Socio-economic status, health and lifestyle
Introduction
Analysts of the causes of inequalities in health have long recognised that variation in medical care utilisation cannot fully explain observed health differences (e.g. Auster et al., 1969, Evans et al., 1994). A common feature of this literature has been the growing use of the concept of lifestyle by epidemiologists, sociologists, and economists, in order to categorise behavioural patterns and explain observed health inequalities. In an influential work, Fuchs (1986) argues that beyond a fairly low level in the provision of food, hygiene and basic health care, it is personal lifestyle that causes the greatest variation in health. McGinnis and Foege (1993) estimated that the three leading external (nondegenerative or directly genetically determined) causes of mortality in the US in 1990 were tobacco, diet and activity, and alcohol consumption. They estimated that these lifestyle variables explained around 38% of premature mortality, and also noted that a dramatically reduced quality of life is associated with many of the diseases related to these behaviours. Other authors have concluded that, with the exception of tobacco consumption, lifestyle factors do not affect the widely observed relationship between socio-economic status and health substantially (Borg and Kristensen, 2000, Lantz et al., 1998, Power et al., 1998; Marmot et al., 1997; Lynch et al., 1996).
Although the focus of research into the determinants of health has shifted, it is not easy to define lifestyle both comprehensively and empirically. The World Health Organisation (1986) considered a number of meanings, and adopted a broad definition; ‘… the term ‘lifestyle’ is taken to mean a general way of living based on the interplay between living conditions in the wide sense and individual patterns of behaviour as determined by sociocultural factors and personal characteristics’. In this paper, we adopt a narrower (and operationalisable) definition of lifestyle which focuses on health related behaviour and accords with the epidemiological literature on the determinants of health (e.g. Lynch et al., 1996, Lynch et al., 1997, Marmot et al., 1997). We define a lifestyle as a set of behaviours which are considered to influence health and are generally considered to involve a considerable amount of free choice. In using this definition, there is no implication that other characteristics of an individual’s environment, both natural and social, are inconsequential. We adopt an economic approach which recognises that individuals are making decisions that reflect the constraints of their circumstances, as well as their preferences. We develop a static model to identify interactions between health related behaviour and self-assessed health (SAH) status, given other factors that are observable, such as socio-economic status, and unobservable heterogeneity.

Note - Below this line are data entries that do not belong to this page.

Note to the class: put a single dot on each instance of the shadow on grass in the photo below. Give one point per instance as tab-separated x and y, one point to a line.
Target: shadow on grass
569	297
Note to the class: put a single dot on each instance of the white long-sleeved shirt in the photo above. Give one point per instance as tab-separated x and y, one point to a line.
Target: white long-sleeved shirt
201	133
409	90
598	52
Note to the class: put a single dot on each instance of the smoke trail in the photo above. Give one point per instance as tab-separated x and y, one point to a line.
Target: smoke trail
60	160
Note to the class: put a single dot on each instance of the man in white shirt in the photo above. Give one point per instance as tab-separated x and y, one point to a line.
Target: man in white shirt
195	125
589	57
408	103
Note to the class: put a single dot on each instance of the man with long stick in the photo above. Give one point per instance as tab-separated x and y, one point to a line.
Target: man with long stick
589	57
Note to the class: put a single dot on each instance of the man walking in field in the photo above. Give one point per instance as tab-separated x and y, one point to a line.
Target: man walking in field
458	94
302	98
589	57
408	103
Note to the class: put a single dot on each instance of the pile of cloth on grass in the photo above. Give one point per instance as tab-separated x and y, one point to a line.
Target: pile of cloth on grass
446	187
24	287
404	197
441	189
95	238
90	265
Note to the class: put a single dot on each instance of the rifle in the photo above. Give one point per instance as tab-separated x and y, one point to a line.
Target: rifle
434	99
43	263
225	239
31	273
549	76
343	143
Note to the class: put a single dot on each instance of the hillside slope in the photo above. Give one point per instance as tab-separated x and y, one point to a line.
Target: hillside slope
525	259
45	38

Descriptive analysis of our data suggests a number of interesting features. Firstly, using the baseline assumption that lifestyle choices are independent and that all individuals have the same probabilities of each lifestyle choice, we can compare the expected number of individuals behaving completely ‘healthily’ relative to the observed number. The expected value is around 2/3 the number of observed values. This suggests that health-related behaviours are not randomly distributed, but rather that healthy behaviours cluster together in certain individuals. This clustering may be due to observed or unobserved factors. Secondly, average self-assessed health increases as the number of healthy behaviours increases. Thirdly, some of the variation in lifestyle choices appears to be related to observed characteristics of individuals. For example, the proportions of individuals in higher social groups gradually increase as we move from completely unhealthy to completely healthy lifestyles. Conversely, the proportions in lower social class groups gradually decrease. However, while these observations are indicative, they are correlations only; the assessment of causality requires the use of appropriate econometric techniques.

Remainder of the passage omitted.